FSB Used Israeli Firm Cellebrite Software to Hack Russian Dissident Pivovarov's Phone

FSB Used Israeli Firm Cellebrite Software to Hack Russian Dissident Pivovarov's Phone

Russian opposition politician Andrei Pivovarov reported that the FSB broke into his iPhone using equipment from Israeli firm Cellebrite in 2021 while he was in detention. Citizen Lab researchers confirmed the phone was hacked with the UFED tool around June 17, 2021. Messages found on the phone became the basis for charges that Pivovarov allegedly continued criminal activity as head of "Open Russia".

Politics

Russian opposition politician and former "Open Russia" leader Andrei Pivovarov reported on June 25 on his Telegram channel that the FSB broke into his iPhone 12 using software from Israeli firm Cellebrite. Specialists from research organization Citizen Lab confirmed the finding and clarified that the hacking took place around June 17, 2021, when the politician was in detention.

How the hacking occurred

According to Citizen Lab's analysis, Russian authorities used Cellebrite's product Universal Forensic Extraction Device (UFED), which allows all data to be extracted from a device. According to Pivovarov, investigators used the text messages obtained from the phone to construct a claim that he had continued "criminal activity" as head of "Open Russia". Moreover, they were searching this correspondence for the names of people who were engaged in political activity at the time and are engaged in it now. In reality, they pumped out all the information from there," wrote Pivovarov.

Cellebrite left Russia before the hacking

Particularly notable is a fact that Citizen Lab highlights in its investigation: Cellebrite announced on March 18, 2021 that it was leaving Russia and Belarus, yet Pivovarov's phone was hacked nearly three months later, in mid-June of the same year. This suggests that Russian security agencies continued to use the company's devices even after its official departure.

Cellebrite is the world's leading supplier of hacking devices for Android and iOS-based phones. Russian authorities have used the same software to break into the phones of Aleksei Navalny associate Lyubov Sobol and Dmitri Ivanov, administrator of the "Protest MGU" public account. US authorities used Cellebrite in 2024 to open the phone of Thomas Matthew Crooks, who carried out the attack on Trump in Pennsylvania.

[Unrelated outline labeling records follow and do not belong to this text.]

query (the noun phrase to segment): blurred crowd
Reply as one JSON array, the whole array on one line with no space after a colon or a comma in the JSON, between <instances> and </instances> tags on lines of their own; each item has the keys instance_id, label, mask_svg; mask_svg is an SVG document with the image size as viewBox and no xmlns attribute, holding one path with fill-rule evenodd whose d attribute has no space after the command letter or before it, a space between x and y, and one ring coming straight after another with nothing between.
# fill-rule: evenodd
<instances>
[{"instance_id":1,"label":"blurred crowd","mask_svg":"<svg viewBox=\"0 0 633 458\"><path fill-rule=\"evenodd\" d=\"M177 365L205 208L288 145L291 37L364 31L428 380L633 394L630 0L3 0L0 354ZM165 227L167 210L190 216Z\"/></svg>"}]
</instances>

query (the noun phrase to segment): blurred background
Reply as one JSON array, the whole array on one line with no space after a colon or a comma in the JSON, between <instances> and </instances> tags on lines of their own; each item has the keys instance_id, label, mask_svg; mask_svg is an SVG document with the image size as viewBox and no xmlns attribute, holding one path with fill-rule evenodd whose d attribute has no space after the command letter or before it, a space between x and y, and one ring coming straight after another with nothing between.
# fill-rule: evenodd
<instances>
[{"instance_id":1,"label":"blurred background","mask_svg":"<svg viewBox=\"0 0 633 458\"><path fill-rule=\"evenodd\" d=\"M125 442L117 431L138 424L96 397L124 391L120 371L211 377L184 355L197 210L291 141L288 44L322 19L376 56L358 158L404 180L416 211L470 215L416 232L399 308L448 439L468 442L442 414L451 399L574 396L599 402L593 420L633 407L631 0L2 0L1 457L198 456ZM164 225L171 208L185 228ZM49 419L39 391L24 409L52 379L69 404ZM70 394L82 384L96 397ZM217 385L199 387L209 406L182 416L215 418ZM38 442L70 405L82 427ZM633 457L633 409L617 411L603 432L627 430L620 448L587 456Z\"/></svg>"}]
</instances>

Release and "foreign agent" designation

Pivovarov was detained in May 2021 in connection with activity in an "undesirable organization," namely "Open Russia," which he himself dissolved in May 2021 before his arrest. In 2024 he was exchanged in a major prisoner swap between Russia and Western countries and handed over to Germany. After his release, however, Russian authorities designated him a "foreign agent".